To determine the biodistribution profiles of ATTO 647N-labeled S1 and A1, mice were sacrificed 24h post-injection, and ex vivo analysis of the fluorescent signal in resected tumours and organs was performed. Compared to other organs, kidney uptake was high, reaching up to 75-80% of the total fluorescence (Figures 3B, C), a well-described phenomenon for nanobodies due to their rapid blood clearance and retention by the kidney (23). As shown in Figure 3C, more than 40% of the total fluorescence signal was found in the A1847 tumours 24h post-injection of ATTO 647N-A1 and ATTO 647N-S1 compared to a mean of 17% with ATTO 647N-ANef. The fluorescence signal was significantly higher with ATTO 647N-S1 and ATTO 647N-A1 than with the irrelevant Nb in A1847 tumour-bearing mice (Figure 3D). In MDA-MB-231 tumour-bearing mice, the signal detected in the tumour in the presence of anti-MSLN Nb was not significantly different from that detected with the irrelevant Nb, highlighting the specific tumour capture in relation to the expression level of mesothelin.

Sortase A mediated NODAGA conjugation and ⁶⁸Ga Radiolabelling

After engineering anti-MSLN nanobodies for inserting a sortase A-recognition motif (LPETG), C-terminal specific conjugation with NODAGA chelator was performed using a pentamutant sortase A-twin-strepTag. The reaction efficiency was estimated by western blot through the decrease of nanobody-sortag-His tag. The reaction mixture was purified by a two-step process on Strep-Tactin XTSuperflow™ to remove the sortase followed by a size exclusion chromatography. Matrix-assisted laser desorption ionisation mass spectrometry (MALFI-TOFTOF) confirmed the presence of a major species corresponding to the NODAGA-conjugated S1 (14 910 Da) (Supplementary Figure 3A). IMAC purification on the Talon metal affinity column to remove the non-conjugated nanobody was not possible because the NODAGA cage chelates Co2+ ions with a fairly good affinity hindering the subsequent radiolabeling.
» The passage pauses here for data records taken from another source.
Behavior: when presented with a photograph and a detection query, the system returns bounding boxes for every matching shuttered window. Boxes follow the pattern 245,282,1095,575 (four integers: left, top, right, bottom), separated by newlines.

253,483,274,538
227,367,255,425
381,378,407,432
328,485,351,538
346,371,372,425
Taking into account all steps, the overall conversion yield of unconjugated to conjugated nanobody was ranging from 30 to 60%.

The binding properties of NODAGA-conjugated Nb S1 on immobilised recombinant MSLN were also assessed by biolayer interferometry (Supplementary Figure 3B; Table 2). Also, competitive binding assays by flow cytometry confirmed that the NODAGA-conjugated S1 retained its binding properties on MSLN⁺ cells (Supplementary Figure 3C).
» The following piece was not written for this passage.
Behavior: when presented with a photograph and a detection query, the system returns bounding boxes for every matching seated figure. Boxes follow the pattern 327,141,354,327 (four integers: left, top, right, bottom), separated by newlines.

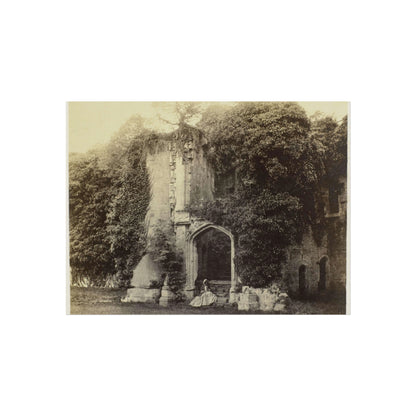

190,279,217,308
After several optimisation steps, NODAGA-Nb S1 was successfully radiolabeled with gallium-68 as evidenced by the radiochemical purity (RCP) of 97% in 1M sodium citrate pH 5.0 and 90% in 1M NH₄OAc/MetOH evaluated by thin layer radio-chromatography (Supplementary Figure 3D) and an apparent specific activity of 2-3 GBq/mg. In human plasma the ⁶⁸Ga-labelled nanobody was stable overtime 2 h at 37°C, (RCP>95% in 1M sodium citrate pH 5.0) (Supplementary Figure 3E).
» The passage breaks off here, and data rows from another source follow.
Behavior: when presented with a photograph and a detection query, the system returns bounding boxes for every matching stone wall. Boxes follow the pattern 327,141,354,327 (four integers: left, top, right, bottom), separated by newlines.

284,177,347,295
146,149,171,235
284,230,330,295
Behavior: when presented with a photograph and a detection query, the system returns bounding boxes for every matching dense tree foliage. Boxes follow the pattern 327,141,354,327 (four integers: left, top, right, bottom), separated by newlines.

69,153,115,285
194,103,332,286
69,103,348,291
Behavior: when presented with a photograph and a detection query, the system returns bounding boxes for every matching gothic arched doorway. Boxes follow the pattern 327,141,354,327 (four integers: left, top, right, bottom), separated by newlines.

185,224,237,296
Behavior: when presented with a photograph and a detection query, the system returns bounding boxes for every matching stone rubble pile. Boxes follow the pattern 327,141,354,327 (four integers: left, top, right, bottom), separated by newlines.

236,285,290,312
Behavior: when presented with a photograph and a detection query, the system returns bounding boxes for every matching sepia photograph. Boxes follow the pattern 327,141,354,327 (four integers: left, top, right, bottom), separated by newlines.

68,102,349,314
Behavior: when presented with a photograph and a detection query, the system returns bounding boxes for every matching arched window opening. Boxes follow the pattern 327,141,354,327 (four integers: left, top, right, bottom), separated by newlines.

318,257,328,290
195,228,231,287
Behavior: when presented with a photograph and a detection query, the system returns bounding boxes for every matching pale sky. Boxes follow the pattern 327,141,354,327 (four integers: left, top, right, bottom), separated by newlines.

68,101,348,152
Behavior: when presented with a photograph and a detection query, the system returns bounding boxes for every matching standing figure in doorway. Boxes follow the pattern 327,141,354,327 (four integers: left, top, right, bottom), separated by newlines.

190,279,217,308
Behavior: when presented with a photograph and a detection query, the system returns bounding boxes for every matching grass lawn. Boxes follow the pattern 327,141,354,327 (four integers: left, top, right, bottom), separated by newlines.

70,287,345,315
Non-invasive immunoPET/CT imaging

Mice bearing A1847 or MDA-MB-231 tumours were injected with [⁶⁸Ga]Ga-NODAGA-S1 to determine its in vivo kinetics and distribution. As shown in Figure 4A, the nanobody was able to target MSLN+ tumours with a signal detectable 10 min post-injection, clearly visible 60 min post-injection and retained through 120 min scan. The time activity curves within the tumours presented in Figure 4B showed a rapid uptake in A1847 tumours that remained up to 2 h post-injection while MDA-MB-231 tumour uptake decreased over time. Kidneys and bladder showed high radioactivity accumulation in agreement with the well-described kidney retention and rapid blood clearance of nanobody.

FIGURE 4

Figure 4 PET/CT imaging of MSLN-positive tumours. (A) Representative sagittal PET images of A1847 tumour-bearing mice after injection of [⁶⁸Ga]Ga-NODAGA-S1 (5-7 MBq) during 2h dynamic scan. Yellow circle indicates the tumour. (B) Time activity curves (decay corrected) generated following radioactivity quantification from PET images (n=5 mice, A1847, n=3 mice, MDA-MB-231). (C) Ex vivo quantification of radioactivity in tumours. Data are expressed as a percentage of injected dose per gram of tissue after gamma-counting (n=14 mice for A1847 and 12 mice for MDA MB 231). Data were analysed using a two-tailed unpaired t-test: ***, p<0.001. (D) Competition experiment: tumour-bearing mice (n=6/group) were injected with [⁶⁸Ga]Ga-NODAGA-S1 (5-7 MBq) and microPET images were acquired during 20 min, 2 h after intravenous injection of the radiotracer. The next day, the same mice were pretreated with a 150-fold molar excess of unlabeled S1 (1 mg, i.v.) 20 min before injection of [⁶⁸Ga]Ga-NODAGA-S1 (5-7 MBq) (n = 6 mice/group) and images were acquired during 20 min, 2 h after intravenous injection of the radiotracer. Analysis of the PET signal was performed on attenuation- and decay-corrected PET images. Data were analysed using a two-way ANOVA followed by Turkey post-test: ****, p<0.0001. (E) Ex vivo biodistribution profile of [⁶⁸Ga]Ga-NODAGA-S1 at 2 h post-injection in A1847 and MDA-MB 231-xenografted mice (n=14 mice for A1847 and 12 mice for MDA MB 231).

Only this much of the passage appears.